The Care Quality Commission (CQC) visited Worcestershire Royal and Alexandra Hospital in December and found A&E departments “overwhelmed”.
It is taking urgent action against the hospital trust to improve services.
A trust spokesman apologised for the waits experienced by patients.
However, during their most recent visit, inspectors found “people waited too long for assessment” and were “treated on corridors too frequently”.
The regulator has imposed restrictions on Worcestershire Acute Hospitals NHS Trust’s registration to “protect people” and ensure patients were assessed within 15 minutes of arrival.
CQC chief hospital inspector, Prof Ted Baker, said inspectors found ambulance patients at Worcestershire Royal “waited over three hours” for treatment with the longest wait for a bed noted as almost 24 hours.
Overcrowding was the CQC’s “biggest concern” in Alexandra Hospital’s A&E, with the department’s layout leading to queuing in corridors.

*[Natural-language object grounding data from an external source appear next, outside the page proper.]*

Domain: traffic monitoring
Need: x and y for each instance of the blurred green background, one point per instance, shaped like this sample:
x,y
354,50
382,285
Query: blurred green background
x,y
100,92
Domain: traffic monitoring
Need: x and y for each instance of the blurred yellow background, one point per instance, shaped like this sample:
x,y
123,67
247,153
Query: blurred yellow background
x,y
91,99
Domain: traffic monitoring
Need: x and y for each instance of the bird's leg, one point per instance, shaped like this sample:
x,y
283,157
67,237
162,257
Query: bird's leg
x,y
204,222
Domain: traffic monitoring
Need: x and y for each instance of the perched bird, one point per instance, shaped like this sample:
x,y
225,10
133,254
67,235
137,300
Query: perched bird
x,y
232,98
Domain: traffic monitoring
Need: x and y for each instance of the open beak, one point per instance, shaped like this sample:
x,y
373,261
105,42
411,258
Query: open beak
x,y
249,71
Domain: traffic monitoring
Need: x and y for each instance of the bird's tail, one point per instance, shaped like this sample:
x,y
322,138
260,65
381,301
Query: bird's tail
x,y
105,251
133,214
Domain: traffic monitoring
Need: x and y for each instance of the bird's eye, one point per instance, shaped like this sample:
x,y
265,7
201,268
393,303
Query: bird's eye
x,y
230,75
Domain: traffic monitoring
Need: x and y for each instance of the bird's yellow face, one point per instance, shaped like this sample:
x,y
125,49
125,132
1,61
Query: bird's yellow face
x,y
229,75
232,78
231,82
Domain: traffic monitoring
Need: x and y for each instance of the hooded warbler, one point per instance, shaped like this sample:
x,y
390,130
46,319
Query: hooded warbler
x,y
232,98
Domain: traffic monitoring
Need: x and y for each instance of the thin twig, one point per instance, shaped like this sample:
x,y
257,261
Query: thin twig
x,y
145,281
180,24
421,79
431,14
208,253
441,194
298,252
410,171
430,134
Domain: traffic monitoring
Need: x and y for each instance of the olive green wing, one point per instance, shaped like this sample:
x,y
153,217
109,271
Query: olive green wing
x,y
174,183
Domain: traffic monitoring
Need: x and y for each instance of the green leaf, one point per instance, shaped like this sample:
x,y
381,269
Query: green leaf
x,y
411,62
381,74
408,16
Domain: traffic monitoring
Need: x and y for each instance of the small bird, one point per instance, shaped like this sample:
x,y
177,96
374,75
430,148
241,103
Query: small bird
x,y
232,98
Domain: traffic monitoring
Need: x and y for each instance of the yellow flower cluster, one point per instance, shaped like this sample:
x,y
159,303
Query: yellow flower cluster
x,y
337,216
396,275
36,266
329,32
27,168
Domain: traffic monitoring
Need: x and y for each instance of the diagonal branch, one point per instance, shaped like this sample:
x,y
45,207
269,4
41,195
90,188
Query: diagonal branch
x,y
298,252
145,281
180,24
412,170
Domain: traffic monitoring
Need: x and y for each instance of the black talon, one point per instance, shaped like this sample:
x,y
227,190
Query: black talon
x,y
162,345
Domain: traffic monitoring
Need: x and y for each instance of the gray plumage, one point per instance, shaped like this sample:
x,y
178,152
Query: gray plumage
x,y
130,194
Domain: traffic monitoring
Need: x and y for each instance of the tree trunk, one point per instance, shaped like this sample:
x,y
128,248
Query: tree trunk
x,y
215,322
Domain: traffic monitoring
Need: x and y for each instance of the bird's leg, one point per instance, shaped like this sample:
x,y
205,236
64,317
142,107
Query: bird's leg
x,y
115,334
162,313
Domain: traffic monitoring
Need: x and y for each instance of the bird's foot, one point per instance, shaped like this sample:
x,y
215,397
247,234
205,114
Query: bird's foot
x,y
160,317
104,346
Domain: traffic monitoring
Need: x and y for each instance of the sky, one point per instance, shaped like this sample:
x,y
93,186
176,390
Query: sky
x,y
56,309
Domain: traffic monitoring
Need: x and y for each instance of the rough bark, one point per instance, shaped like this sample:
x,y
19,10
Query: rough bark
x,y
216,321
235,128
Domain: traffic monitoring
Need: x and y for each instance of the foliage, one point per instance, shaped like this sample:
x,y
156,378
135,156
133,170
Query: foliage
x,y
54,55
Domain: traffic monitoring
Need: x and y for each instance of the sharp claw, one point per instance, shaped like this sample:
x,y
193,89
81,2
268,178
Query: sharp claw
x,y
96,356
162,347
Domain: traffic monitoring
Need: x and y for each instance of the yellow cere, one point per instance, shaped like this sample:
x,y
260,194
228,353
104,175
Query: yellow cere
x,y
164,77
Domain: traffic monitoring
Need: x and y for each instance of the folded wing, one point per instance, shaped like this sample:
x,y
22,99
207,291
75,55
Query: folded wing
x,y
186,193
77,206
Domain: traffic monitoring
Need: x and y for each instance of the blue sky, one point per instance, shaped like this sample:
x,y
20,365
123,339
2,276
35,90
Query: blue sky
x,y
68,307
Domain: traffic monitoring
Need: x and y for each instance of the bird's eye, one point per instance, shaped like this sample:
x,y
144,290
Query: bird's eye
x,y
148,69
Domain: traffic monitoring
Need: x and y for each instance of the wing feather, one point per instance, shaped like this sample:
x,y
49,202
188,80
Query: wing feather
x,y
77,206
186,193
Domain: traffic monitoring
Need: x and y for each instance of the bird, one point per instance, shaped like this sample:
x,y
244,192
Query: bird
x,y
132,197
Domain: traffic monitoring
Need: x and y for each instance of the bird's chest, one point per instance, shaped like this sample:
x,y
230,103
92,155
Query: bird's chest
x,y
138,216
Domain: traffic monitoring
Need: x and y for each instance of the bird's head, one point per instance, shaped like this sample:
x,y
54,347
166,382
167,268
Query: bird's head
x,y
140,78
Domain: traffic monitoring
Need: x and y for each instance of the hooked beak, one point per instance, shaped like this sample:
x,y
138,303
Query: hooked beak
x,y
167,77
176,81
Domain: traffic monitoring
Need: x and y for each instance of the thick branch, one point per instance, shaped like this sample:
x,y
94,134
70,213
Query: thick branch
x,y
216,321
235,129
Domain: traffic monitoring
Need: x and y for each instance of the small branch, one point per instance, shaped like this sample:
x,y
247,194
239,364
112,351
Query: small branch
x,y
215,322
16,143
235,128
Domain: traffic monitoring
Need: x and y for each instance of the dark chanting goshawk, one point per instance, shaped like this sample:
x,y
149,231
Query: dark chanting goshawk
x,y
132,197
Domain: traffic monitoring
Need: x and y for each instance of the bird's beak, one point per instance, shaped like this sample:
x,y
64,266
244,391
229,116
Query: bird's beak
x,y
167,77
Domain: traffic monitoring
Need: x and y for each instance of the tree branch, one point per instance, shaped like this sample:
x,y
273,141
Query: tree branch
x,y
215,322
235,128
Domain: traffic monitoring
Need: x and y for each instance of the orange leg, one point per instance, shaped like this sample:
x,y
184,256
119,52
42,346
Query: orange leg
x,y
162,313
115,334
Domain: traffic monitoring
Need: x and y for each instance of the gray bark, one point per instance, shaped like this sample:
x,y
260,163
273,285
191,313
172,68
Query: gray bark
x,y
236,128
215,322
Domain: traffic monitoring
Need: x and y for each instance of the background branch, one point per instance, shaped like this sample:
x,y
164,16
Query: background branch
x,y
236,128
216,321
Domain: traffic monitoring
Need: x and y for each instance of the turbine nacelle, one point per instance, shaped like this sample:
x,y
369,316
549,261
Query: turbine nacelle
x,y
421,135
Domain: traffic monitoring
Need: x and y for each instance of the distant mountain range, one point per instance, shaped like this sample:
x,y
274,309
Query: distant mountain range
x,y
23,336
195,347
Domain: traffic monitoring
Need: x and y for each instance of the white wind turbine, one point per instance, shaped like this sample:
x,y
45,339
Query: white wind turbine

It became “overwhelmed quickly, posing a risk to patient safety”, Prof Baker added.
The watchdog said it had raised these issues with the trust in 2015 but found the response “insufficient”.
However, inspectors said they had seen “professional and caring staff who remained cheerful and engaged with patients, even when working under pressure” at both hospitals.
Matthew Hopkins, chief executive of the trust, apologised for the waits, which he recognised occurred “despite the enormous efforts of staff”, adding that the trust was “absolutely committed” to improving.